Katy Sullivan and David Zayas in “Cost of Living” Credit: Julieta Cervantes photo

Have you ever seen a play that takes your breath away? That’s what “Cost of Living” does. This 2018 Pulitzer Prize winner for drama is one of the most compassionate plays you will ever experience and it is simply talking about the experiences of being human and the importance of interaction for human beings. It also lets one see that they should never judge someone else because all you see is what’s on the surface. You don’t have any idea of the struggles that people are going through. We as human beings are also distrusting and on the defensive. What’s candid about this play is when a vulnerable character puts down her guard it is not a happy ending, but one more tragic than you could imagine. Playwright Martyna Majok takes the audience into the experiences of four people: one couple and one employee and her employer.

Majok looks at the elements in life that separate people like education, wealth and our own misconceptions of people solely based on first impressions and outside appearances. Majok has characters that have severe disabilities and characters that though physically healthy, are experiencing anguish, anxiety and stress in their own ways. The characters are Jess, John, Eddie and Ani. This is definitely the type of play you must go into as primarily a blank slate and just be prepared to absorb the humor, the pain, the frustrations and the vulnerability of these characters.

The cast of four is the most brilliant, captivating set of thespians you will have the good fortune to experience on a Broadway stage. Kara Young as Jess brings a gentleness, a feistiness, a sadness, a sense of care for her fellow man and a vulnerability and mystery that will endear her to your heart. Gregg Mozgala is completely captivating as John. He brings a sense of truth, candor, defensiveness and vulnerability as well. Watching these two characters start to reveal their layers is stunning. David Zayas is an actor you won’t take your eyes off of. He comes to this role with a great deal of heart, humor, compassion and self-reflection. Katy Sullivan gives Ani’s every emotion to the highest level. You feel her pain, fear, insecurity and her moments of appreciation.

Watching “Cost of Living” you realize that life isn’t just about waking up in the morning, but it’s about the quality of life you live while you are among others. It is about the quality of life you experience when you’re by yourself. The playwright also brings home the point that we can’t control what happens in our lives, but we can choose to acknowledge, embrace and bring joy to a moment that could be difficult. “Cost of Living” is a play that has life lessons that will stay with you for decades to come.
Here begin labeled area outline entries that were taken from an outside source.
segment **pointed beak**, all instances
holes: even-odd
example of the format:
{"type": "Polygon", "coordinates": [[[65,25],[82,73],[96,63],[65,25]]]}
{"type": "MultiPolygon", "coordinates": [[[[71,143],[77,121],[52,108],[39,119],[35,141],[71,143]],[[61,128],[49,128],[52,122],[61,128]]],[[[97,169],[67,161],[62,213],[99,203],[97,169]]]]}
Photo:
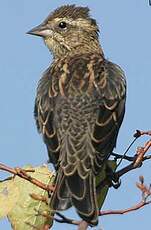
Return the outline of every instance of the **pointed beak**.
{"type": "Polygon", "coordinates": [[[52,30],[48,27],[48,25],[40,24],[39,26],[36,26],[30,31],[28,31],[27,34],[40,37],[47,37],[52,35],[52,30]]]}

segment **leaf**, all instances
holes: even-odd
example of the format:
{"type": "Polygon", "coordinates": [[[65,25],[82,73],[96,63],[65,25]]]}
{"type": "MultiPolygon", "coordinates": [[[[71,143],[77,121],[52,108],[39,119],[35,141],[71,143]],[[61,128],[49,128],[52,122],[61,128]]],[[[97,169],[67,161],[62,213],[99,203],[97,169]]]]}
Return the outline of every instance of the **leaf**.
{"type": "MultiPolygon", "coordinates": [[[[28,175],[45,184],[53,183],[54,174],[46,166],[36,168],[26,166],[24,169],[34,169],[35,172],[28,173],[28,175]]],[[[19,197],[15,207],[8,213],[8,219],[11,222],[12,228],[14,230],[31,230],[34,228],[40,229],[45,224],[52,225],[50,218],[47,219],[40,215],[45,213],[49,217],[53,216],[49,206],[41,200],[33,199],[30,196],[30,194],[35,194],[37,197],[45,196],[48,199],[48,192],[18,176],[14,178],[13,183],[19,190],[19,197]]]]}
{"type": "MultiPolygon", "coordinates": [[[[109,167],[112,170],[116,168],[116,161],[114,160],[108,160],[106,164],[104,164],[103,169],[101,170],[100,174],[96,177],[96,186],[101,184],[101,182],[107,177],[106,175],[106,168],[109,167]]],[[[109,185],[105,185],[99,194],[97,194],[97,201],[98,201],[98,207],[99,209],[102,208],[102,205],[104,204],[105,198],[107,196],[107,193],[109,191],[109,185]]]]}
{"type": "Polygon", "coordinates": [[[4,218],[15,207],[19,189],[12,180],[0,182],[0,218],[4,218]]]}

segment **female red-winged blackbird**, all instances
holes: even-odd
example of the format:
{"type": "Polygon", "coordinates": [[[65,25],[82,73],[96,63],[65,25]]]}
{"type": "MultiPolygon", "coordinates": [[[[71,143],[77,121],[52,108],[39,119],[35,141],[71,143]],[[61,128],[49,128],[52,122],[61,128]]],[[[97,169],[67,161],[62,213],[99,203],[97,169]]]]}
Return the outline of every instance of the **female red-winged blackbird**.
{"type": "Polygon", "coordinates": [[[96,225],[95,176],[116,145],[125,111],[124,73],[105,59],[87,7],[62,6],[28,33],[43,37],[54,57],[35,101],[37,127],[57,171],[51,208],[73,205],[96,225]]]}

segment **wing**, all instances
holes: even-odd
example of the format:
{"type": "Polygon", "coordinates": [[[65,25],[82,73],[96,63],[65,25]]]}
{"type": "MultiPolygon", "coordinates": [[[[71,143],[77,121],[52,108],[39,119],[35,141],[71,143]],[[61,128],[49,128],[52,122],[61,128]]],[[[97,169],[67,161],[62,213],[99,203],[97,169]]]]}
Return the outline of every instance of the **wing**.
{"type": "Polygon", "coordinates": [[[126,80],[122,69],[107,60],[100,66],[97,65],[93,68],[99,111],[91,136],[93,146],[98,152],[95,159],[96,171],[116,145],[126,101],[126,80]]]}
{"type": "Polygon", "coordinates": [[[43,135],[47,146],[49,161],[57,167],[59,157],[59,143],[55,127],[53,125],[53,110],[55,97],[51,97],[52,85],[51,68],[48,68],[40,79],[35,100],[34,116],[38,131],[43,135]]]}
Jo Benney provides superb direction. She makes the actors and the audience experience every interaction.

This play is a Manhattan Theatre Club production in association with Williamstown Theatre Festival and is playing at the Samuel J. Friedman Theatre on West 47th Street. The scenic design by Wilson Chin, costumes by Jessica Pabst, lighting by Jeff Croiter and sound by Rob Kaplowitz so beautifully and smoothly work together to bring this story to amazing life.